The charts and tables are produced based on their data type. The variable can
be grouped using group_by
parameter, which is a (categorical) column in the
dataset. The user may need to use as.factor()
in this context. To fasten
the process (and allow recycling object in a workflow) the user can feed the
function with a .summary_var
, which is the output of the function
dataset_summarize()
of the column(s) col
and group_by
. The summary
must have the same parameters to operate.
harmonized_dossier_visualize(
harmonized_dossier = NULL,
to,
taxonomy = NULL,
valueType_guess = FALSE,
pooled_harmonized_dataset = NULL,
.summary_pool = NULL,
.keep_files = TRUE
)
List of tibble(s), each of them being harmonized dataset.
A character string identifying the folder path where the bookdown report will be saved.
A tibble identifying the scheme used for variables classification.
Whether the output should include a more accurate valueType that could be applied to the dataset. FALSE by default.
A tibble, identifying the pooled harmonized dataset.
A list which is the summary of the variables.
whether to keep the R-markdown files. TRUE by default. (used for internal processes and programming).
A bookdown folder containing files in the specified output folder. To
open the file in browser, open 'docs/index.html'.
Or use open_visual_report()
A harmonized dossier must be a named list containing at least one data frame
or data frame extension (e.g. a tibble), each of them being
harmonized dataset(s). It is generally the product of applying harmonization
processing to a dossier object. The name of each tibble will be use as the
reference name of the dataset. A harmonized dossier has four attributes :
harmonizR::class
which is ""harmonized_dossier"" ; harmonizR::Dataschema
(provided by user) ; harmonizR::data processing elements
;
harmonizR::harmonized_col_id
(provided by user) which refers to the column
in each dataset which identifies unique combination observation/dataset.
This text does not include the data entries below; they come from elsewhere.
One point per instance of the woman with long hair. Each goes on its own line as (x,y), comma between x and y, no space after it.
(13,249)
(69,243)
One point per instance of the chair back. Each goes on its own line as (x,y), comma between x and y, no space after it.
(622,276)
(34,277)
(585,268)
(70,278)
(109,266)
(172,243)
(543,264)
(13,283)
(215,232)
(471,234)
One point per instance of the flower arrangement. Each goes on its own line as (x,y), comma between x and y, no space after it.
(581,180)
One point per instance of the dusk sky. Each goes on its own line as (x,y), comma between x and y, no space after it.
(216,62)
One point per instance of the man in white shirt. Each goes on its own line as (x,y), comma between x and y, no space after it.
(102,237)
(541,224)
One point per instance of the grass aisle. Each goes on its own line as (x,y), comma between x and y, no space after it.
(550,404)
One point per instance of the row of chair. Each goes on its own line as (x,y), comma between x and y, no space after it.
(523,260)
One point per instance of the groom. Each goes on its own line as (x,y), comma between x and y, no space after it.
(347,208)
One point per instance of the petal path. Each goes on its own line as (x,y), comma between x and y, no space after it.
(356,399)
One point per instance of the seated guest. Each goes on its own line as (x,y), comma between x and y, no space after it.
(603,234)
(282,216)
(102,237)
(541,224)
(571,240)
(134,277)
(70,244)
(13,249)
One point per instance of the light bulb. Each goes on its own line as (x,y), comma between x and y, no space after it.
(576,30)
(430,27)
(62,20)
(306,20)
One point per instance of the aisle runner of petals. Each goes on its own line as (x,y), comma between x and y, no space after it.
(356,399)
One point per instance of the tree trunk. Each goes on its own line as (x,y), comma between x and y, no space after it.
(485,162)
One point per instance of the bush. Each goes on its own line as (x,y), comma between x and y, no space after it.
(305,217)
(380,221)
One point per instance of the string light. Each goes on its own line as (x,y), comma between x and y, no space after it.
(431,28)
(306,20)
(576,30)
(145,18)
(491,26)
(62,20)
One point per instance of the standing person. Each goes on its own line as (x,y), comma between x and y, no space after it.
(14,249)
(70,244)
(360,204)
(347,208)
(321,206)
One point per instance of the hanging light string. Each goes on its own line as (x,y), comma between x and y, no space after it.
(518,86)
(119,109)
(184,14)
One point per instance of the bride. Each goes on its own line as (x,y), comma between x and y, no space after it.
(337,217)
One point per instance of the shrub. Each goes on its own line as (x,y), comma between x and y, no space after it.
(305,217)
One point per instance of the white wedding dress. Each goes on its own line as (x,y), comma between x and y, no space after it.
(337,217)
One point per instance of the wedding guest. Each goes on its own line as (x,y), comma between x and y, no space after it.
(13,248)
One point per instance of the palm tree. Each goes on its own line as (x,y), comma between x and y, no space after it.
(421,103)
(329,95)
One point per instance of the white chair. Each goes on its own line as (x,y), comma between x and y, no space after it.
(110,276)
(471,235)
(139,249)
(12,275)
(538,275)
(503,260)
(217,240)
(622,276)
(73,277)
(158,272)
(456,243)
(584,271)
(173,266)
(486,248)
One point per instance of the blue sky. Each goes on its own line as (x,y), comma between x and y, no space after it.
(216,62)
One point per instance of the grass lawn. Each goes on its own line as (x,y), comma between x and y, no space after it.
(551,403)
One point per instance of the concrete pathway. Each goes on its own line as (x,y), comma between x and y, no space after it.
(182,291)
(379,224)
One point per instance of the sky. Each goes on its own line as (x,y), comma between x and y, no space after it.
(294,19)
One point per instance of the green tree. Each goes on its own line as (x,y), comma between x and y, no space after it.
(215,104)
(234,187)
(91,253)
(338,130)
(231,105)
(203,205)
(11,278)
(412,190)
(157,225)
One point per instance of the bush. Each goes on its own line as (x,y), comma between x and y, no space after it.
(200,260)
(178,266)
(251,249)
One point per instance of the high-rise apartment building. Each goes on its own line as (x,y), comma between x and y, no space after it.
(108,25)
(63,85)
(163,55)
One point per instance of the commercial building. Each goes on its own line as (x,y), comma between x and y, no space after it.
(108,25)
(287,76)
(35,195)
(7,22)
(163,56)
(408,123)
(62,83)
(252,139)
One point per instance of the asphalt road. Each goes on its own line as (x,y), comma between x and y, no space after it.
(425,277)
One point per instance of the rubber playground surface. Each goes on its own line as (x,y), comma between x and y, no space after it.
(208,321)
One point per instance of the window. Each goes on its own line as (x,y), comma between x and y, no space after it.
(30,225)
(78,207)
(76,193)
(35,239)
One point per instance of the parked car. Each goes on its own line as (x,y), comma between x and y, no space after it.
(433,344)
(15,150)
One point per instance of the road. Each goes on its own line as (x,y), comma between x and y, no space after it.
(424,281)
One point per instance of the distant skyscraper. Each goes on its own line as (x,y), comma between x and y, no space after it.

This id column name is the same across the dataset(s), the DataSchema and
the data processing elements (created by using 'id_creation') and is used to
initiate the process of harmonization.
A taxonomy is classification scheme that can be defined for variable attributes. If defined, a taxonomy must be a data frame like object. It must be compatible with (and is generally extracted from) an Opal environment. To work with certain functions, a valid taxonomy must contain at least the columns 'taxonomy', 'vocabulary', and 'terms'. In addition, the taxonomy may follow Maelstrom research taxonomy, and its content can be evaluated accordingly, such as naming convention restriction, tagging elements, or scales, which are specific to Maelstrom Research. In this particular case, the tibble must also contain 'vocabulary_short', 'taxonomy_scale', 'vocabulary_scale' and 'term_scale' to work with some specific functions.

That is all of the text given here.